BAB ........................
BAB XII
PENGEMBALIAN KELEBIHAN PEMBAYARAN
Pasal 26
(1) Atas kelebihan pembayaran pajak, Wajib Pajak dapat
mengajukan permohonan pengembalian kepada Walikota. (2) Walikota dalam jangka waktu paling lama 12 (dua belas)
bulan, sejak diterimanya permohonan pengembalian kelebihan pembayaran Pajak sebagaimana dimaksud pada
ayat (1), harus memberi keputusan. (3) Walikota dalam jangka waktu paling lama 6 (enam) bulan,
sejak diterimanya permohonan pengembalian kelebihan
pembayaran sebagaimana dimaksud pada ayat (1), harus memberikan keputusan.

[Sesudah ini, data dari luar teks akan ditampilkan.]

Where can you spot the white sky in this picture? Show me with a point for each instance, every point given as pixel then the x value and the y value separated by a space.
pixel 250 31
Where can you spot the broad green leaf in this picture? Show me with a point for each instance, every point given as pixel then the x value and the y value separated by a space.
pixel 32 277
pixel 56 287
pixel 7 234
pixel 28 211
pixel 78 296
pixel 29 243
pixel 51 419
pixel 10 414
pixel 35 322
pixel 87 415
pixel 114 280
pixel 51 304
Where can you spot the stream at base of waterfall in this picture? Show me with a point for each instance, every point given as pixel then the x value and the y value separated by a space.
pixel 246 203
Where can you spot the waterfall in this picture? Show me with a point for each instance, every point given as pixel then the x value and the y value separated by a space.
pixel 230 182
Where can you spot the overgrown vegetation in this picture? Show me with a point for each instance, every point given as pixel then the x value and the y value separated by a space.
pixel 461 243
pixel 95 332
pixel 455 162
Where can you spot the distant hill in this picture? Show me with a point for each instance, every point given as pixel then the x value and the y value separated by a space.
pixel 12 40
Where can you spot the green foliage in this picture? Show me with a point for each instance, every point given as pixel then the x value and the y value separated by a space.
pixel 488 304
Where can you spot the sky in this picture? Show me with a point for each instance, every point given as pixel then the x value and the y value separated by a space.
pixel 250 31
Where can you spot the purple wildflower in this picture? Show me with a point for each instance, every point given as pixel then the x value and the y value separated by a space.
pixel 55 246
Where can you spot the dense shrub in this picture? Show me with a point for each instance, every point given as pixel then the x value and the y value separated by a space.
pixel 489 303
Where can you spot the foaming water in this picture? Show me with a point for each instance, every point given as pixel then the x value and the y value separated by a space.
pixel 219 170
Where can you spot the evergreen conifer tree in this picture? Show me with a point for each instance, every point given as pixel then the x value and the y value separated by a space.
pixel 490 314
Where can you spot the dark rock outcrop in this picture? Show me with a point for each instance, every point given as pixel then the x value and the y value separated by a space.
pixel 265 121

(4) Apabila jangka waktu sebagaimana dimaksud pada ayat (2) dan ayat (3) telah dilampaui dan Walikota tidak memberikan
suatu keputusan, permohonan pengembalian pembayaran Pajak dianggap dikabulkan dan SKPDLB harus diterbitkan dalam jangka waktu paling lama 1 (satu) bulan.
(5) Apabila Wajib Pajak mempunyai utang Pajak, kelebihan pembayaran Pajak sebagaimana dimaksud pada ayat (1)
langsung diperhitungkan untuk melunasi terlebih dahulu hutang Pajak tersebut.
(6) Pengembalian kelebihan pembayaran Pajak sebagaimana dimaksud pada ayat (1) dilakukan dalam jangka waktu paling lama 2 (dua) bulan sejak diterbitkannya SKPDLB.
(7) Jika pengembalian kelebihan pembayaran pajak dilakukan setelah lewat 2 (dua) bulan, Walikota memberikan imbalan
bunga sebesar 2% (dua persen) sebulan atas keterlambatan pembayaran kelebihan pembayaran pajak.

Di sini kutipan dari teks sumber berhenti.